Anthropic CEO Dario Amodei on Wednesday called on governments to move beyond studying artificial intelligence regulation and impose binding safety requirements on the most powerful AI systems, warning that current transparency rules are no longer sufficient as model capabilities accelerate. In an essay titled "Policy on the AI Exponential," Amodei argued that "AI is advancing at a lightning pace—in only four years, AI models have gone from barely being able to write a coherent line of code to writing most of the code at major AI companies," and said the United States needs a regulatory framework with mandatory third-party testing, government authority to block unsafe deployments, and requirements that companies secure model weights, conduct safety testing, and report serious incidents.

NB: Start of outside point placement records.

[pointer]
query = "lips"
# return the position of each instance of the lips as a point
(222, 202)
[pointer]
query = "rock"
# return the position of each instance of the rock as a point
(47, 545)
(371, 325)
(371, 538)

Amodei's proposal borrows from the structure used by the Federal Aviation Administration. "Frontier AI models, like airplanes, should be required to go through technical testing and auditing, and their release should be blocked or reversed as a threat to public safety if they do not meet high standards of safety," he wrote, adding, "I am grateful to see the Trump administration's Executive Order move incrementally towards a greater role for government in AI, though Anthropic's proposal recommends even further action." He also urged governments to prepare for AI-driven job displacement and advances in drug development, restrict the use of AI-enabled surveillance and autonomous weapons in domestic law enforcement, and deepen cooperation among democratic nations on critical AI technologies, writing that "enduring job displacement is undesirable and dangerous, and we should do everything we can to minimize or prevent it, not to bring it about," and that "any response to AI-driven job displacement needs to address both the need to provide for everyone economically, and the need for people to find meaning, purpose, and agency."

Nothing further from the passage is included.